Sunday, April 4, 2004

weekend at Port Stephens

Friday night Tony, Jacky, Mike and I drove up the coast to Port Stephens, about a three hour drive. It was a dark night and we listened to soft-pop cheesy radio stations, the songs of which we all mysteriously knew the words for...

We got settled into Tony's parents' beach retreat, a pretty place with wraparound windows and balcony looking out over the water, with palm trees and a beach in front of us. The next day, Saturday, we hiked up a mountain (a small one, it took 30 minutes) and looked out over sandspits, long white beaches, the Pacific, the little islands flung along the shoreline, the colour of the water far below (an emerald green turning into royal blue as it got deeper). Then we hiked back down and went swimming in one of the 'paradise' beaches we'd seen from the summit, there were maybe 10 other people there and it was an absolutely glorious day. Tony brought out his surfboard and I strapped the tether to my ankle and then...didn't catch a wave! I played in the breakers for a bit, but the power of the water is still kind of scary. I'm getting more comfortable with it, though, and may yet be a surfing bird by the time I go.

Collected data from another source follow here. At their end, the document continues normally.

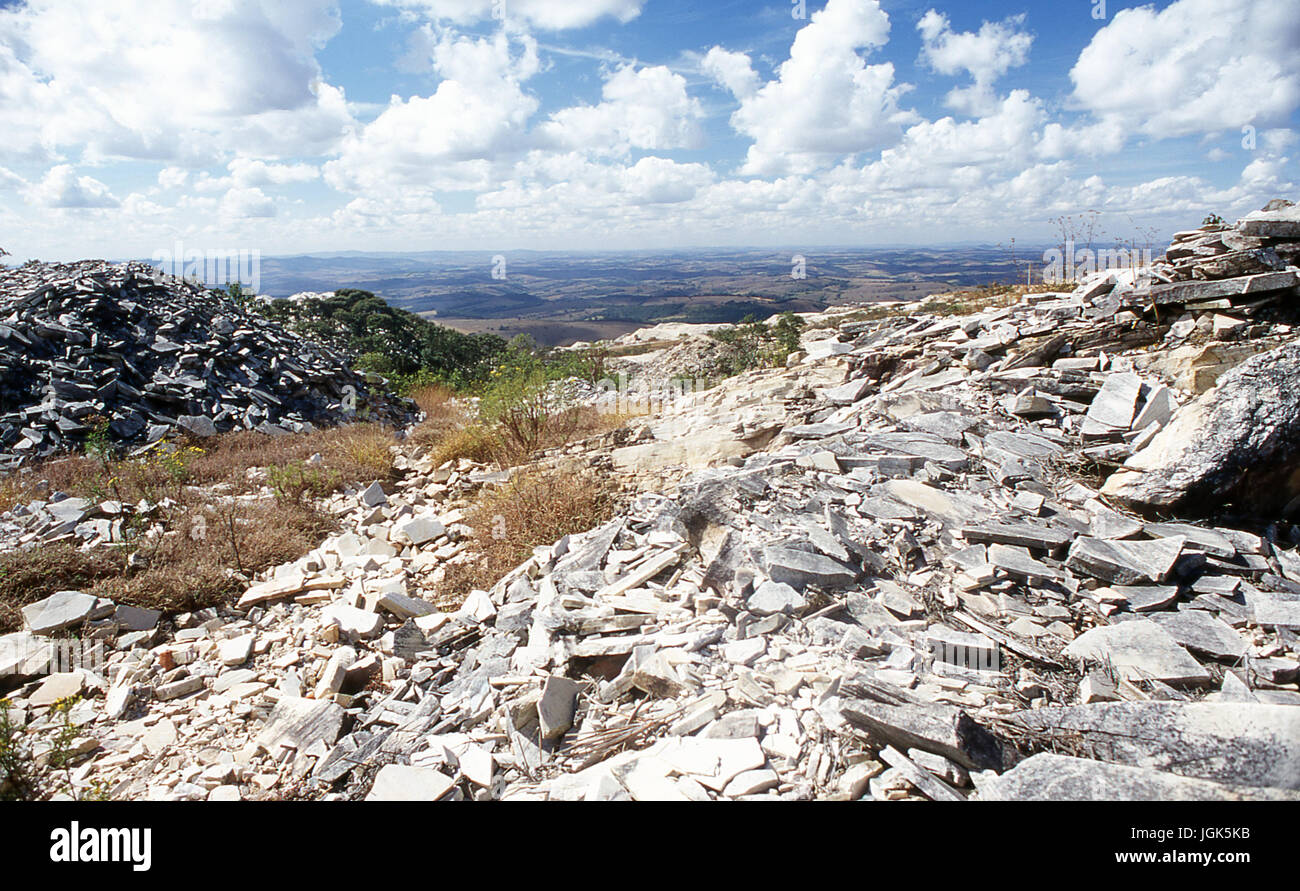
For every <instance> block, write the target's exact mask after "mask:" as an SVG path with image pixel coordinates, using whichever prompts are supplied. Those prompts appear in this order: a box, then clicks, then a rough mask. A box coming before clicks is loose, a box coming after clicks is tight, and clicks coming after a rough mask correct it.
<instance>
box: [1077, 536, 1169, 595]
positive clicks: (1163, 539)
mask: <svg viewBox="0 0 1300 891" xmlns="http://www.w3.org/2000/svg"><path fill="white" fill-rule="evenodd" d="M1184 542H1186V540H1184V539H1182V537H1171V539H1157V540H1154V541H1118V540H1104V539H1091V537H1087V536H1080V537H1079V539H1075V541H1074V545H1071V546H1070V555H1069V557H1067V558H1066V567H1067V568H1069V570H1070V571H1073V572H1080V574H1084V575H1091V576H1093V578H1096V579H1101V580H1102V581H1108V583H1110V584H1119V585H1135V584H1141V583H1151V584H1160V583H1161V581H1165V580H1166V579H1167V578H1169V575H1170V574H1171V572H1173V571H1174V565H1175V563H1178V558H1179V557H1182V554H1183V545H1184Z"/></svg>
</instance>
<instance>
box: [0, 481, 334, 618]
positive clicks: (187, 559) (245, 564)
mask: <svg viewBox="0 0 1300 891" xmlns="http://www.w3.org/2000/svg"><path fill="white" fill-rule="evenodd" d="M159 520H160V522H161V523H162V525H164V528H165V529H166V532H165V533H164V535H161V536H157V537H153V539H149V537H140V539H138V540H135V541H133V542H131V544H130V545H121V546H105V548H95V549H92V550H86V552H83V550H79V549H78V548H77V546H74V545H69V544H52V545H42V546H38V548H32V549H30V550H14V552H6V553H3V554H0V633H5V632H9V631H16V630H18V628H19V627H21V626H22V615H21V613H19V610H21V609H22V607H23V606H26V605H27V604H34V602H36V601H39V600H43V598H45V597H49V596H51V594H53V593H56V592H59V591H85V592H86V593H90V594H95V596H96V597H107V598H109V600H112V601H113V602H116V604H126V605H130V606H140V607H146V609H157V610H162V611H164V613H177V611H187V610H196V609H203V607H205V606H214V605H217V604H221V602H225V601H226V600H229V598H231V597H237V596H238V594H239V593H242V592H243V589H244V587H246V585H244V583H242V581H239V579H237V578H235V576H234V575H233V572H231V571H234V570H240V571H243V572H244V574H246V575H251V574H253V572H261V571H264V570H268V568H270V567H273V566H278V565H281V563H286V562H289V561H292V559H296V558H299V557H302V555H303V554H305V553H307V552H309V550H311V549H312V548H316V546H317V545H318V544H320V541H321V539H324V537H325V536H328V535H329V533H330V531H331V529H333V524H331V522H330V519H329V518H328V516H325V515H324V514H321V512H318V511H316V510H315V509H312V507H311V506H308V505H299V503H292V502H287V501H281V499H268V501H260V502H255V503H247V505H238V503H231V505H220V503H216V505H214V503H201V502H199V501H198V498H196V497H194V496H188V499H187V502H186V503H181V505H177V506H174V507H173V509H170V511H168V514H166V515H165V516H160V518H159ZM133 553H134V554H136V557H135V559H134V561H130V555H131V554H133Z"/></svg>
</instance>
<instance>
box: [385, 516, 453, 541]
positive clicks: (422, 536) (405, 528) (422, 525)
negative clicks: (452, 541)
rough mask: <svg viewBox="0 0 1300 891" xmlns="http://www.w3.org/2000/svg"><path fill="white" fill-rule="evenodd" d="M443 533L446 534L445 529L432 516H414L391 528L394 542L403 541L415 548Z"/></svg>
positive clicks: (441, 525)
mask: <svg viewBox="0 0 1300 891" xmlns="http://www.w3.org/2000/svg"><path fill="white" fill-rule="evenodd" d="M443 533H446V528H445V527H443V525H442V523H439V522H438V520H435V519H433V518H432V516H416V518H413V519H409V520H406V522H403V523H398V524H396V525H395V527H394V528H393V535H394V539H395V540H396V541H404V542H407V544H411V545H416V546H417V548H419V546H420V545H424V544H428V542H429V541H433V540H434V539H437V537H439V536H442V535H443Z"/></svg>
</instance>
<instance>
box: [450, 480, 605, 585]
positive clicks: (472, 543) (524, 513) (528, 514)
mask: <svg viewBox="0 0 1300 891" xmlns="http://www.w3.org/2000/svg"><path fill="white" fill-rule="evenodd" d="M617 502H619V498H617V490H616V489H615V486H614V485H612V484H611V483H610V481H608V480H604V479H601V477H599V476H597V475H594V473H590V472H582V473H572V472H565V471H560V470H547V471H534V472H529V473H520V475H517V476H516V477H515V479H513V480H511V481H510V483H508V484H507V485H503V486H499V488H494V489H485V490H484V492H482V493H481V494H480V496H478V499H477V501H476V502H474V505H473V506H472V507H471V510H469V512H468V518H467V522H468V524H469V525H471V527H472V528H473V531H474V532H473V535H472V536H471V541H469V553H472V554H476V559H474V561H473V562H471V563H463V565H454V566H451V567H450V568H448V571H447V575H446V578H445V579H443V584H442V585H441V589H439V592H438V600H439V601H442V602H445V604H447V605H459V604H460V602H461V601H463V600H464V598H465V594H468V593H469V592H471V591H474V589H486V588H490V587H491V585H494V584H497V581H498V580H500V578H502V576H503V575H506V574H507V572H510V571H511V570H513V568H515V567H516V566H519V565H520V563H523V562H524V561H526V559H528V558H529V557H530V555H532V553H533V548H537V546H539V545H550V544H554V542H555V541H556V540H559V539H562V537H564V536H565V535H573V533H576V532H586V531H588V529H591V528H594V527H597V525H599V524H602V523H606V522H607V520H610V518H612V516H614V514H615V510H616V509H617Z"/></svg>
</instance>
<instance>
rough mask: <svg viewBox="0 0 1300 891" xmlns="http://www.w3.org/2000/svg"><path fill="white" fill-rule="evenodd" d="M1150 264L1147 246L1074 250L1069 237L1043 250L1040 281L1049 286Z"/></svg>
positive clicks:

Then we bought fish steaks and meat (for the boys) and went back to the apartment and made a fantastic dinner of blue-eyed cod, jewfish, a salad, and of course the steaks and lamb chops for the males present. Jacky had falafel, yum yum. Sunday was a pretty chilled out day, on the way home we stopped at Lemontree Passage and tried to find koalas in the wild, but I think they were too drugged up on eucalyptus and there were none to be found.

Then there was dinner at Yadira's new apartment in Petersham, complete with an impromptu four-person dance party that got the neighbours complaining, and then we went to Newtown briefly to go to Frigid, an electronica night at the Newtown RSL. I had plum wine and hobnobbed with the boys and girls, but we came home early as it was raining hard out and we were tired.

Monday begins a new week, Blackalicious is playing and I'm going to get some things sorted, yo. Where am I off to next? What interests me now? What sights are there to see? The answers to these are important but could be a lot of things, really. It's easy to stress yourself out wanting a journey to go perfectly, but what I don't think about sometimes is that a journey is really an uncontrollable thing. Each step you take into something unknown is a little more control you're giving up. That's where life happens.